Issues and vulnerabilities covered on different platforms of Bounce: Android App, iOS App, Website (bounceshare.com). Refer to the Rewards section for type of vulnerabilities covered in the Bug Bounty program.
Researchers should submit their findings that cover eligible vulnerabilities to: firstname.lastname@example.org. Only emails sent to this email address will be considered valid for the Bug Bounty Program.

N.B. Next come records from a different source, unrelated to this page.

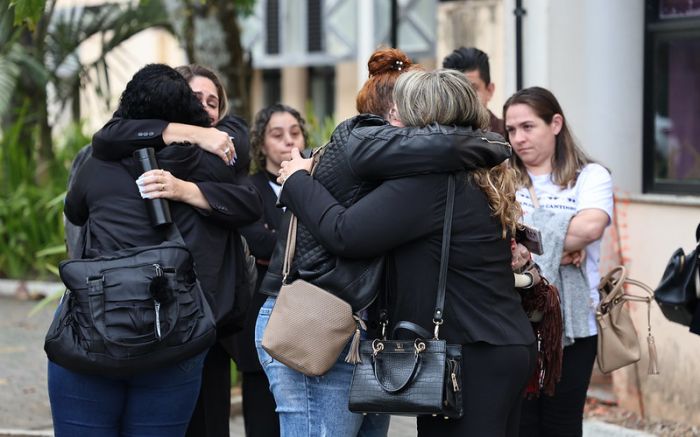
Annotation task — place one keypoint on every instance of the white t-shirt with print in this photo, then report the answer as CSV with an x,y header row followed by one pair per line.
x,y
593,189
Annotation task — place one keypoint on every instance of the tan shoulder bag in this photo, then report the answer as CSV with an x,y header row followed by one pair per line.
x,y
308,327
618,343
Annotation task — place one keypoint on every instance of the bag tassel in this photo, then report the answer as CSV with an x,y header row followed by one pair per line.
x,y
653,360
353,356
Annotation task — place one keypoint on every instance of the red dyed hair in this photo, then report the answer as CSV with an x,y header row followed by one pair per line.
x,y
385,65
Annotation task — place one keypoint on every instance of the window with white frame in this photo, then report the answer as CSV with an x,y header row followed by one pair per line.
x,y
672,97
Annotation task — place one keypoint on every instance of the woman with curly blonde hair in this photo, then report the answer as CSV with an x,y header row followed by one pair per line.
x,y
403,219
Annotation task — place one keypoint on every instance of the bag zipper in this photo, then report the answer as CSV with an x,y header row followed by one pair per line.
x,y
156,303
453,375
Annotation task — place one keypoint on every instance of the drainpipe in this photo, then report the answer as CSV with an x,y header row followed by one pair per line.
x,y
519,12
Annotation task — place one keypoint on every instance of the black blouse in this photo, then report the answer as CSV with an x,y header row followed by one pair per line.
x,y
404,218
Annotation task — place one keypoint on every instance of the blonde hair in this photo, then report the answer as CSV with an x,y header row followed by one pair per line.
x,y
440,96
446,97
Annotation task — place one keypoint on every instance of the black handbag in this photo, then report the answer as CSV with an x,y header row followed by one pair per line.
x,y
417,377
677,293
131,311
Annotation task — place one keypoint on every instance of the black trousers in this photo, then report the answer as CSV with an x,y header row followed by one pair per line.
x,y
561,415
259,406
493,383
213,409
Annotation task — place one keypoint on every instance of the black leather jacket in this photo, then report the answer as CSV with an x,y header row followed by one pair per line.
x,y
363,151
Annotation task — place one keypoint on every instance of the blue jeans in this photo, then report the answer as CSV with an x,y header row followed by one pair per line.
x,y
314,406
153,404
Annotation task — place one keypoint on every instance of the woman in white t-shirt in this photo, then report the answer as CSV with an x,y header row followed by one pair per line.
x,y
565,181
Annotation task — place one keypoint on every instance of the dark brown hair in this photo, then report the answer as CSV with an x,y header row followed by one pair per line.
x,y
193,70
257,133
568,157
385,65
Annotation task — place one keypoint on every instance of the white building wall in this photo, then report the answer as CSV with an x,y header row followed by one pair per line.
x,y
590,55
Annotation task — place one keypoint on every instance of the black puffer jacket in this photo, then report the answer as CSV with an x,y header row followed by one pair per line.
x,y
363,151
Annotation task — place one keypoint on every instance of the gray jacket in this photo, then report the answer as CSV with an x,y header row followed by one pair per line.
x,y
569,279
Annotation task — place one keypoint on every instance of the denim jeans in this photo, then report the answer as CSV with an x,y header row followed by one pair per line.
x,y
158,403
314,406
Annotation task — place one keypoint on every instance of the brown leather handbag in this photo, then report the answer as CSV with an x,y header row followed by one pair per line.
x,y
308,327
618,344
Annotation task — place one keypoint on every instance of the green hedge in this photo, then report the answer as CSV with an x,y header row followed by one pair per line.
x,y
31,212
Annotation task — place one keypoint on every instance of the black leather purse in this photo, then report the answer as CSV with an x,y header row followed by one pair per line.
x,y
416,377
677,293
134,310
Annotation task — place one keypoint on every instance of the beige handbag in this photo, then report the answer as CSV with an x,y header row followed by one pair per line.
x,y
618,344
308,326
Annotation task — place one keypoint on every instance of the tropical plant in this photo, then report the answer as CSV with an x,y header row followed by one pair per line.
x,y
40,55
31,216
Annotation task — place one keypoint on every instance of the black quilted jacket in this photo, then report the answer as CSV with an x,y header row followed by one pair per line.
x,y
363,151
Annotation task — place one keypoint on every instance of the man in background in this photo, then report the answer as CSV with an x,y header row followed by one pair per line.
x,y
475,65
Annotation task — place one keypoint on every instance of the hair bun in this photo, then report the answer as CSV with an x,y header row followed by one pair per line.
x,y
385,61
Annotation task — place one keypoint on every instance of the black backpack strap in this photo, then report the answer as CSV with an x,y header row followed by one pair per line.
x,y
445,255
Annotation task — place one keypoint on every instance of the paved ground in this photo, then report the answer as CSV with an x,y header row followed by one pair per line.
x,y
24,405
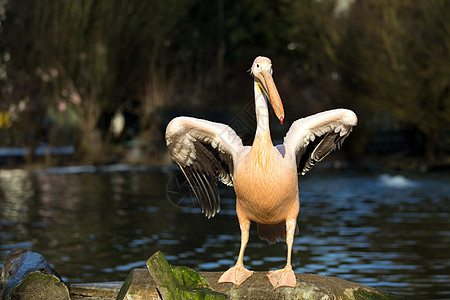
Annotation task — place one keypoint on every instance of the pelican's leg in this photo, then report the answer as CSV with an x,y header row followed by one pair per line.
x,y
285,276
238,274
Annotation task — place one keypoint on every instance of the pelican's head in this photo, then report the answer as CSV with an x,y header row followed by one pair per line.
x,y
262,71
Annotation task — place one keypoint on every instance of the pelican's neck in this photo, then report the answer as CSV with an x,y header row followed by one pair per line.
x,y
262,116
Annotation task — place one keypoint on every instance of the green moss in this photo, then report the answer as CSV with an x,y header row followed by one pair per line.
x,y
180,282
361,294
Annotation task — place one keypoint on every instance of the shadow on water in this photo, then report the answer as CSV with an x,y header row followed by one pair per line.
x,y
96,224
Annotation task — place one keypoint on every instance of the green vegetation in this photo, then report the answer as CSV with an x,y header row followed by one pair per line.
x,y
68,67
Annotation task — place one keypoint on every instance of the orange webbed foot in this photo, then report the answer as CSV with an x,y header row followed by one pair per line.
x,y
282,277
236,275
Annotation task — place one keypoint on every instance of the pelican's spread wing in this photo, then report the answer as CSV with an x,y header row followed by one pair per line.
x,y
204,151
312,138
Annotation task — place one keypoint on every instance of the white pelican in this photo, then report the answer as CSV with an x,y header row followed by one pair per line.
x,y
265,177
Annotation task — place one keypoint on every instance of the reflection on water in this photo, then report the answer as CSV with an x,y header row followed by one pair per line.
x,y
96,224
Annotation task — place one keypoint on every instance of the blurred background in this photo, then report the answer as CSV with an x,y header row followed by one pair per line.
x,y
97,81
87,88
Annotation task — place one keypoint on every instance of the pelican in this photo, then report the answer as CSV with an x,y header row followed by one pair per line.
x,y
264,176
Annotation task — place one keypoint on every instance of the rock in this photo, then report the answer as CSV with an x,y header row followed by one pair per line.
x,y
27,275
166,283
171,282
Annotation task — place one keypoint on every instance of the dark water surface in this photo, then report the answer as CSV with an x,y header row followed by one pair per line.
x,y
390,232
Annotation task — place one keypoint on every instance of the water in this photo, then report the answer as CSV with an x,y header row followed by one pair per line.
x,y
389,231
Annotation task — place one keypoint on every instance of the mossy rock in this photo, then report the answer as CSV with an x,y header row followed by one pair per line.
x,y
179,282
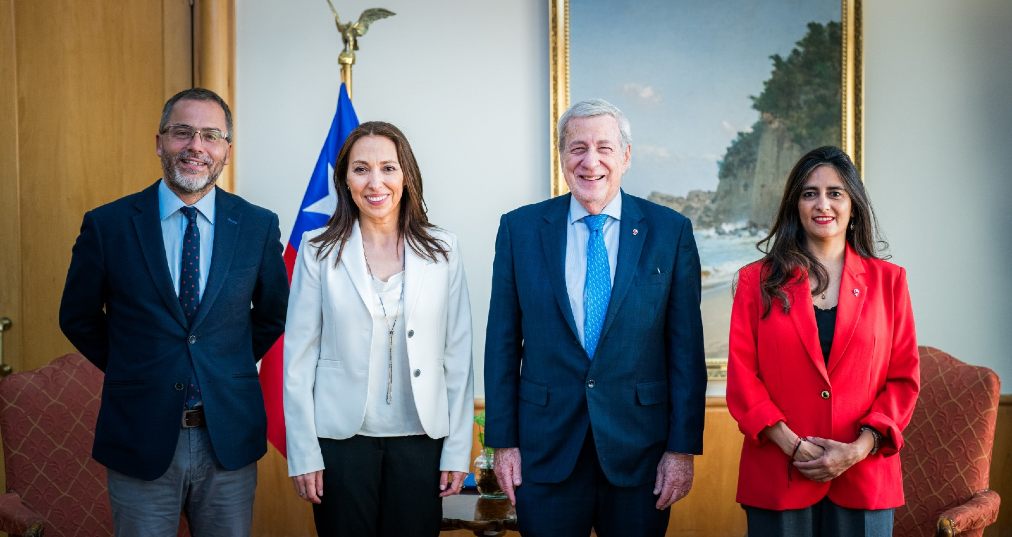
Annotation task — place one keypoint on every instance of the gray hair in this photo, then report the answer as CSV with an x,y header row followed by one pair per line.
x,y
196,94
593,108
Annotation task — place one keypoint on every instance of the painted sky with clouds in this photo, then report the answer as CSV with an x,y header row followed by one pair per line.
x,y
682,71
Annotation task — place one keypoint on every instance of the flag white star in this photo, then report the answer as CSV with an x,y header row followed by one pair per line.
x,y
327,204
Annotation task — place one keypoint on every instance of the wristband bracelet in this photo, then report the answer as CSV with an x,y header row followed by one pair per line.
x,y
792,454
875,435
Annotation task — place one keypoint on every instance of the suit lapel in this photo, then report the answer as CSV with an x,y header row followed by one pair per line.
x,y
353,261
804,316
228,221
853,292
554,231
629,248
149,232
415,271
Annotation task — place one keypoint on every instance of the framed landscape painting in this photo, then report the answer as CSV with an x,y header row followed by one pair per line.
x,y
724,97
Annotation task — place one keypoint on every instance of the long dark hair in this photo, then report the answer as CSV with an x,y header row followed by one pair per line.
x,y
414,221
784,246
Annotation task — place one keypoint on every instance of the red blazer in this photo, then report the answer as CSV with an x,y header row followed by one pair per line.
x,y
776,371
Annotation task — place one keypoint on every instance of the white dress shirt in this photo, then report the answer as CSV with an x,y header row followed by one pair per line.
x,y
174,227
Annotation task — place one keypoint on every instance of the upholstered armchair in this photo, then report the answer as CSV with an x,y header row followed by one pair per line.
x,y
48,426
946,459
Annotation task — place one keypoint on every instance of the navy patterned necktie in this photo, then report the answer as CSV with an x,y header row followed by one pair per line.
x,y
189,288
189,273
597,287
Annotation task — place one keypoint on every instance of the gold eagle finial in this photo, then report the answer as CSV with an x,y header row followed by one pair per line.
x,y
350,31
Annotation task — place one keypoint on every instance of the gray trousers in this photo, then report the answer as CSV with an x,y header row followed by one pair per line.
x,y
217,503
824,519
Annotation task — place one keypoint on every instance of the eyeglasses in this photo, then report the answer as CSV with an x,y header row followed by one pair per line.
x,y
183,133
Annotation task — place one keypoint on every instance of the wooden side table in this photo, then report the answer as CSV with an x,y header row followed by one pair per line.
x,y
484,517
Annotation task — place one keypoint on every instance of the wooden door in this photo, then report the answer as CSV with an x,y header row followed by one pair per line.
x,y
82,84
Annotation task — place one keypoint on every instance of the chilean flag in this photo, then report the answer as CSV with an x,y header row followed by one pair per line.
x,y
318,205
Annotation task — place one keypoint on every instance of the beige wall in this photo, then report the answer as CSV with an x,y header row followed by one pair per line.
x,y
938,132
468,82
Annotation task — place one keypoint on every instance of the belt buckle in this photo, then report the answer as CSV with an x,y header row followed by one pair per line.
x,y
192,418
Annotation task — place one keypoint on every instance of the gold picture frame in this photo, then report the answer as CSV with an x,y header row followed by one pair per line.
x,y
852,96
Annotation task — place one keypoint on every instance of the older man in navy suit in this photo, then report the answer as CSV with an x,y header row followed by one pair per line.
x,y
594,369
175,292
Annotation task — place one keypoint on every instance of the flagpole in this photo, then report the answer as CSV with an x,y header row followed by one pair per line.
x,y
350,32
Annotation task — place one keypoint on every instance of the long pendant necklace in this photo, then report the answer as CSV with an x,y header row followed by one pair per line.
x,y
391,326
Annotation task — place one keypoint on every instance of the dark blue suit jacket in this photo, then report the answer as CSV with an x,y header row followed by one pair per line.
x,y
644,391
120,310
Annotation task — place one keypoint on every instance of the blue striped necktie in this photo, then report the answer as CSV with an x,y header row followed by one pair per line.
x,y
189,287
597,287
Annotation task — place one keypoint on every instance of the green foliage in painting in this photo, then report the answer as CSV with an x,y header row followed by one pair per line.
x,y
804,90
802,94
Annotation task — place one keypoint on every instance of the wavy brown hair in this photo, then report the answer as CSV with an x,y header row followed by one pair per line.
x,y
786,259
412,217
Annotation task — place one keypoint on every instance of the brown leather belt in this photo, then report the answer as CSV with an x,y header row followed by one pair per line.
x,y
193,418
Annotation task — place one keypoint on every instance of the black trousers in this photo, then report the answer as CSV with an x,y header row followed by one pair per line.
x,y
586,499
824,519
380,487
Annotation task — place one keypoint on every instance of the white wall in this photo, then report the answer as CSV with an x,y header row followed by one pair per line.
x,y
468,83
938,127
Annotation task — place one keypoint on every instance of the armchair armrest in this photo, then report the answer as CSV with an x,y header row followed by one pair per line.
x,y
18,519
980,511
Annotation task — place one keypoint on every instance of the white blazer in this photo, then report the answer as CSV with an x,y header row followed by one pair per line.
x,y
328,338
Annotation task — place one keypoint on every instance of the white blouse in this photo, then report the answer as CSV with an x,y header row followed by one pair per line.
x,y
399,418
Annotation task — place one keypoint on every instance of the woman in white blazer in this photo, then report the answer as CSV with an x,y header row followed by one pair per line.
x,y
378,394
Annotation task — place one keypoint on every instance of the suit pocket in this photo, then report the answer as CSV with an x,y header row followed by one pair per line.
x,y
326,362
123,386
533,392
649,393
654,276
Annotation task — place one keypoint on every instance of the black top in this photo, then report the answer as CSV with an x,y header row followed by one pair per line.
x,y
826,320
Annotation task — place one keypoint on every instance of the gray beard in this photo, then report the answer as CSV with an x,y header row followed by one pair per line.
x,y
185,183
189,184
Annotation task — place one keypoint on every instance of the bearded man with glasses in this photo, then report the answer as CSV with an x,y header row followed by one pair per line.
x,y
175,292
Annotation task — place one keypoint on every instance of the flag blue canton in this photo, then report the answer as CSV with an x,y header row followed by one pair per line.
x,y
320,186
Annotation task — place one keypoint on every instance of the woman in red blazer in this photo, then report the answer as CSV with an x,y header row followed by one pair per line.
x,y
823,364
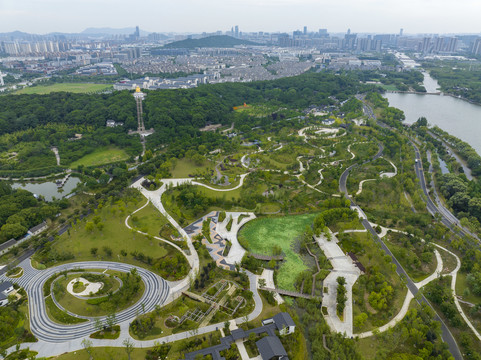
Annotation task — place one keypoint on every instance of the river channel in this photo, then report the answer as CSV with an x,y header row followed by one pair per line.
x,y
458,117
48,190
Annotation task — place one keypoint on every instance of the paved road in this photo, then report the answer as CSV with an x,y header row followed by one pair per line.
x,y
156,293
447,218
446,334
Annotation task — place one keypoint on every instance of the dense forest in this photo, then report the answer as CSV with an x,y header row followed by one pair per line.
x,y
20,210
174,114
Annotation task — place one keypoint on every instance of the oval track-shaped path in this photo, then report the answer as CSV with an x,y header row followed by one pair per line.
x,y
156,293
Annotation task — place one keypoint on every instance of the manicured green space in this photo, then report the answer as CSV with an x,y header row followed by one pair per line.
x,y
449,262
113,241
105,155
109,334
15,326
98,305
461,285
67,87
416,257
14,273
270,208
185,167
261,235
60,316
174,350
152,222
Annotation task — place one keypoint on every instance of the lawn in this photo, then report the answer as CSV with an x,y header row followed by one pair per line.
x,y
82,307
105,155
59,316
461,284
185,167
261,235
152,222
67,87
113,241
177,349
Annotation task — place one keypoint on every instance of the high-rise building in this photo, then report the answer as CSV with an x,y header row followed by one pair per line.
x,y
476,49
323,32
139,96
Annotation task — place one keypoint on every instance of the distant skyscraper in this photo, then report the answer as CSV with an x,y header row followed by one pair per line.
x,y
476,48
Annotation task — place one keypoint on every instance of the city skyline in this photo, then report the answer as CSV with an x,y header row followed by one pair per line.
x,y
189,16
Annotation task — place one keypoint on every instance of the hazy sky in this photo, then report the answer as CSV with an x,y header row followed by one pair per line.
x,y
415,16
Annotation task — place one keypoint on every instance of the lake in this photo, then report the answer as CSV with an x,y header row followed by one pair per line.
x,y
458,117
49,189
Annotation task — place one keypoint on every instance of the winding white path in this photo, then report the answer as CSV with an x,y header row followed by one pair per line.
x,y
453,274
360,185
407,300
389,174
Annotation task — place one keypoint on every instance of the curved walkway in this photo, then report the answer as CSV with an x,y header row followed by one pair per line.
x,y
453,288
360,185
407,300
389,174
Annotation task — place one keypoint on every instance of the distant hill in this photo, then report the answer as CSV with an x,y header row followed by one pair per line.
x,y
210,41
111,31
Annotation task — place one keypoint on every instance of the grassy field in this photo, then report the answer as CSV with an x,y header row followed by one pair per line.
x,y
101,156
185,167
262,235
461,284
59,316
81,307
67,87
178,348
80,240
151,221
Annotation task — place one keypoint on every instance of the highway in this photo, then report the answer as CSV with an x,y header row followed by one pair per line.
x,y
446,333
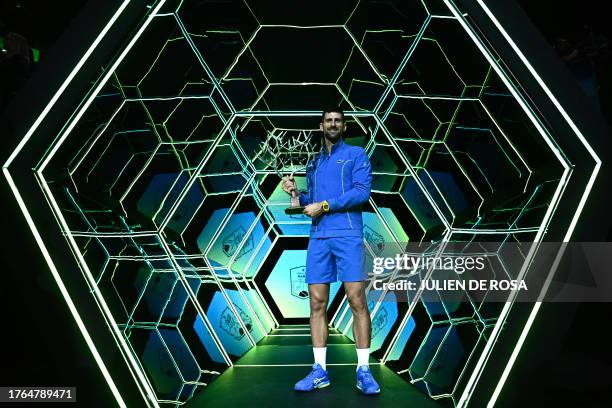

While the monetary reward will be decided on the basis of the criticality and severity of the issue on a case-to-case basis, the following table outlines the indicative amount that each category will be eligible for:
|Type of Vulnerability||Reward|
|Sensitive Data Leaks, SQL Injections, Security issue in Payment||Up to Rs. 50K, depending on severity|
|Bike Vulnerabilities/Hacks, App Side Issues that can cause potential security problems||Up to Rs. 30K, depending on severity|
|API tweaks that can control Bounce trips||Up to Rs. 20K, depending on severity|
|App functionality issues||Up to Rs. 5K or Bounce Cash, depending on severity|
Certain exceptional contributors who help in identifying and fixing a bug that is categorized as “high-vulnerability” by us may also find a place in the ‘Hall of Fame’ listed on the website.
Contributors who report bugs with low severity that are not covered here may receive Bounce goodies.
Bounce will have the sole right to decide the Reward to be awarded under the Bounce Bug Bounty Program, and such amount may vary upon Bounce’s sole discretion.